Absolut entspricht das einem Mehrkostenvolumen aus 5,7 Millionen Fällen von rund 746 Millionen Euro (+7,8 Prozent). Zum Vergleich: Die Hilfsmittel-Gesamtausgaben der GKV kletterten mit +2,8 Prozent (auf 9,25 Milliarden Euro) deutlich langsamer.

Ohne Hörgeräte im Schnitt nur 47 Euro Mehrkosten pro Fall

Der Zuwachs der Selbstbeteiligung sei „im Wesentlichen auf die Mehrkosten der Produktgruppe 13 ‚Hörhilfen‘ zurückzuführen“, heißt es erläuternd in dem Report. So erhöhten sich 2020 die mittleren Mehrkosten je Fall in dieser Kategorie um 14 Prozent auf rund 1234,28 Euro. Umgelegt auf sämtliche Versorgungsfälle mit Mehrkosten hatte das eine Zunahme der durchschnittlichen Mehrkosten je Fall um 12 Prozent auf 131,90 Euro zur Konsequenz. Die Aufzahlungen für Hörhilfen herausgerechnet, wären die Mehrkosten je Fall lediglich um 4,4 Prozent auf 47 Euro gestiegen.
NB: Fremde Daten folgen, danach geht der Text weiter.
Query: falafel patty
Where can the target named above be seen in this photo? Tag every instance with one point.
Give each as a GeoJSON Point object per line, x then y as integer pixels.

Denn zugleich stellen Hörhilfen nicht nur die hinsichtlich Eigenbeteiligung mit weitem Abstand teuerste Hilfsmittelkategorie dar, sondern nach Menge auch die am zweithäufigsten mit Eigenanteil in Anspruch genommene Leistung: In 52,06 Prozent aller Fälle einer Hörhilfe-Verordnung zahlten Patienten 2020 aus eigener Tasche zu (Vorjahr: 52,36 Prozent). Nur Rezepte auf orthopädische Einlagen ziehen mit zuletzt 52,84 Prozent aller Fälle (Vorjahr: 52,91 Prozent) noch häufiger Mehrkosten nach sich. An dritter Stelle der häufigsten Hilfsmittel-Eigenbeteiligungen rangieren Brustprothesen (50,71 Prozent aller Fälle), die – ebenso wie orthopädische Einlagen – jedoch im Schnitt kaum 50 Euro erreichen.
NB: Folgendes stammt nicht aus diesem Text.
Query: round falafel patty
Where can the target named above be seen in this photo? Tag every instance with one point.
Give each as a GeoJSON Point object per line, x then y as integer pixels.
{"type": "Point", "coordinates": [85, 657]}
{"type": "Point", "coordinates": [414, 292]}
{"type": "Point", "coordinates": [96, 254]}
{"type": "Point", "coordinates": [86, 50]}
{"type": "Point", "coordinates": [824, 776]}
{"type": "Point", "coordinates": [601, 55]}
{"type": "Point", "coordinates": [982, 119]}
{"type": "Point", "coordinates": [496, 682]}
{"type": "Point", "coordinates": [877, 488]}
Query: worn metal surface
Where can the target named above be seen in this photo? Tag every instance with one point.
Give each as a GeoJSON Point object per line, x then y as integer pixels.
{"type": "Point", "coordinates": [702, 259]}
Gernot Kiefer, stellvertretender Vorstandsvorsitzender des GKV-Spitzenverbandes: „Der dritte Mehrkostenbericht kommt erneut zu dem Ergebnis, dass 80 Prozent der gesetzlich Versicherten ihre Hilfsmittel mehrkostenfrei erhalten. Damit zeigt sich eine Tendenz, die durchaus positiv zu bewerten ist.“

Motivation nicht immer eindeutig

Die Datenerhebung liefere jedoch keine Erkenntnisse, „weshalb sich Versicherte für ein Hilfsmittel mit Mehrkosten entscheiden“, heißt es weiter. Verbandsvize Kiefer vermutet, dass nicht zuletzt „interessengeleitete Beratung“ der Anbieter die Nachfrage nach aufzahlungslastigen Produkten ankurbelt.
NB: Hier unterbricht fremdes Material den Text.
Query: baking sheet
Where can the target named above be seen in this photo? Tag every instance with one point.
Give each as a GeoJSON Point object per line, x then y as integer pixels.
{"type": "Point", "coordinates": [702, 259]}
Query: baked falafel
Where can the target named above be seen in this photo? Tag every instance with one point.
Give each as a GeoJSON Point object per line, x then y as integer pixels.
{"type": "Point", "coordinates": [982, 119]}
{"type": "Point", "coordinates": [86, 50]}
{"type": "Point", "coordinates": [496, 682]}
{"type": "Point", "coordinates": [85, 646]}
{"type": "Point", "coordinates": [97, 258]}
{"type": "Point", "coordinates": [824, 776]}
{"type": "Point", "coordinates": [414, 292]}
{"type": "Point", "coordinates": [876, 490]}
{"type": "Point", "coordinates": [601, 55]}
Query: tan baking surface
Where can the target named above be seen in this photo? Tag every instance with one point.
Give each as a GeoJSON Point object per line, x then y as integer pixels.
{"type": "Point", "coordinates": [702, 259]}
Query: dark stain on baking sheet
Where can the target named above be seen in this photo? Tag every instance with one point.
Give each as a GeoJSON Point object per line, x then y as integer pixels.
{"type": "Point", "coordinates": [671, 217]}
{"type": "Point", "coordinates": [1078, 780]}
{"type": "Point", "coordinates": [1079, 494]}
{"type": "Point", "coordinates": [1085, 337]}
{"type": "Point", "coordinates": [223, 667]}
Umgekehrt hatten Branchenverbände der Hilfsmittelindustrie in der Vergangenheit wiederholt auch die Kassen für Mehrkosten verantwortlich gemacht, indem Rabattvereinbarungen geschlossen würden, die mit Produktwechseln zu Lasten der Patienten einhergingen. Seit Inkrafttreten des Terminservice- und Versorgungsgesetzes 2019 sind Ausschreibungen für Hilfsmittel sozialrechtlich jedoch nicht mehr zulässig.